Nous avons pu montrer, grâce à nos expériences, que pour fabriquer un chewing-gum  d’origine végétale, il est nécessaire d’avoir une gomme de base aux propriétés élastomères.  Nous avons également pu mettre en évidence que la nature de l’ingrédient (la gomme) n’est pas suffisante, il faut également que ses propriétés physico-chimiques répondent à la fonction du produit (élasticité de la gomme à mâcher). Par exemple, la gomme de guar est une gomme mais pas un élastomère.

Il faut donc une gomme de base et un élastomère pour recréer un chewing-gum, comme le gluten, qui comme le chiclé et le caoutchouc végétal, est un élastomère et une gomme de base.

Cependant, en plus des propriétés physico-chimiques, il faut résoudre d’autres problèmes comme les caractères organoleptiques, l’intégrité (durcissement, moisissures,…) du produit, ce qui nécessite l’ajout d’additifs.

Les additifs alimentaires sont des espèces chimiques qui constituent la majorité des ingrédients présents dans les produits que nous consommons. Ce sont des éléments naturels, de synthèse ou artificiels non nécessaires à l’obtention et à la consommation du produit.

Les additifs synthétiques sont a priori sans danger mais certains d’entre eux sont controversés pour des effets néfastes sur notre organisme. En effet, certains additifs de synthèse ont des procédés de fabrication qui font intervenir de nombreux produits toxiques comme l’arsenic, le nickel, le mercure…

Nous avons utilisé pour nos expériences des additifs naturels (colorant de betterave, arôme naturel de framboise, huile essentielle de lavande…) qui ne sont, pour la plupart, pas présents dans chewing-gum industriel.

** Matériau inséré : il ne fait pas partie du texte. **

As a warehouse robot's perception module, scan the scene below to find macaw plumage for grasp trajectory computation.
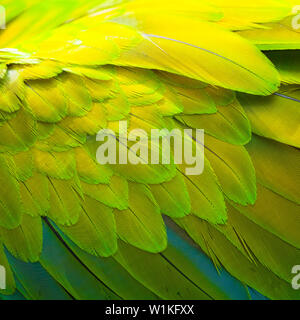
[0,0,300,299]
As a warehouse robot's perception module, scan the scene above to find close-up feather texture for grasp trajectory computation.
[0,0,300,300]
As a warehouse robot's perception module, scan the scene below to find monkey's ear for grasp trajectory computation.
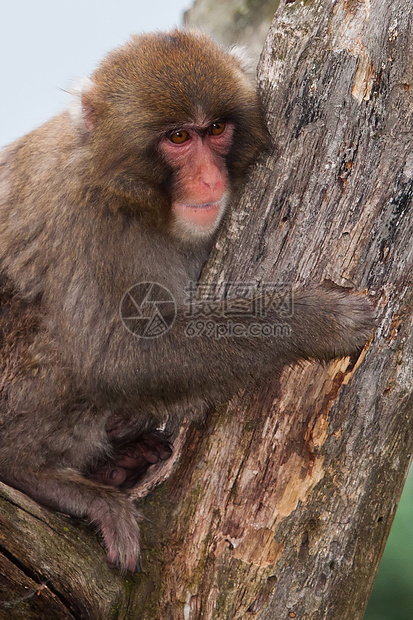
[70,78,98,133]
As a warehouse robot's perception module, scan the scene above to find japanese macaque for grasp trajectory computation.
[0,30,372,571]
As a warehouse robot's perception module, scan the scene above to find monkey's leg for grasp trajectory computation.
[1,467,140,571]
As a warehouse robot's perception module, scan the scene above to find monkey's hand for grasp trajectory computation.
[87,432,172,489]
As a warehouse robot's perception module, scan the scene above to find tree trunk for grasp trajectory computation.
[0,0,413,620]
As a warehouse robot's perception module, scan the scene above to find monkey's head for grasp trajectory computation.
[71,30,267,241]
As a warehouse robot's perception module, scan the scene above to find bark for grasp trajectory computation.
[0,0,413,620]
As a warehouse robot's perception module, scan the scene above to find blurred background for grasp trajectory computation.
[0,0,413,620]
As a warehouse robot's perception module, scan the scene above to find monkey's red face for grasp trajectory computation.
[159,120,234,237]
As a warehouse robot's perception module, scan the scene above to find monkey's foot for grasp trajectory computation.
[88,433,172,489]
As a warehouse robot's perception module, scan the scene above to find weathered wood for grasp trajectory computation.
[0,0,413,620]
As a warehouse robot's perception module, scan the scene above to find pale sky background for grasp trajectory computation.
[0,0,192,148]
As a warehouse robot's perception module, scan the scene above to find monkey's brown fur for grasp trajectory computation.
[0,31,372,570]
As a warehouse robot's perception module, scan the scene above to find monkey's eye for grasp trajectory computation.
[208,121,226,136]
[169,129,189,144]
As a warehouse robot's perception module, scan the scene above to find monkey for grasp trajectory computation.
[0,29,373,571]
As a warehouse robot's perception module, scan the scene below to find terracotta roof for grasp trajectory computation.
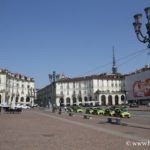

Un autre problème et enjeu majeur du chewing-gum est la persistance dans l’environnement, c’est-à-dire la durée de sa biodégradabilité.

Une substance est biodégradable quand sa matière organique se décompose à l’aide de micro-organismes comme des bactéries par exemple.

La biodégradabilité dépend des composants du produit.

En effet, ce sont les atomes, les groupes caractéristiques et les liaisons qui déterminent le temps de biodégradabilité.

Les polymères synthétiques qui constituent les chewing-gums d’origine pétrochimique mettent  3 à 10 ans pour pour se dégrader.

Persistance des chewing-gums

Actuellement, on trouve sur le marché, le ChicZa (chewing-gum fait à partir de latex d’origine végétale) qui a l’avantage d’être biodégradable en un mois. Mais il existe aussi un chewing-gum d’origine pétrochimique biodégradable en moins de 6 mois, baptisé Rev7 et mis au point par une PME britannique, Revolymer, spécialiste du polymère. Sa composition, un polymère synthétique non adhésif et non résistant à l’eau, associé à un autre polymère « hydrophile », le rend facilement détachable des textiles et des sols.

Cela montre bien, que ce n’est pas l’origine d’un produit (végétale ou pétrochimique) qui détermine sa biodégradabilité mais sa structure chimique.

Néanmoins, nous avons pu démontrer que la chimie du végétal peut remplacer le pétrole pour la fabrication de chewing-gum.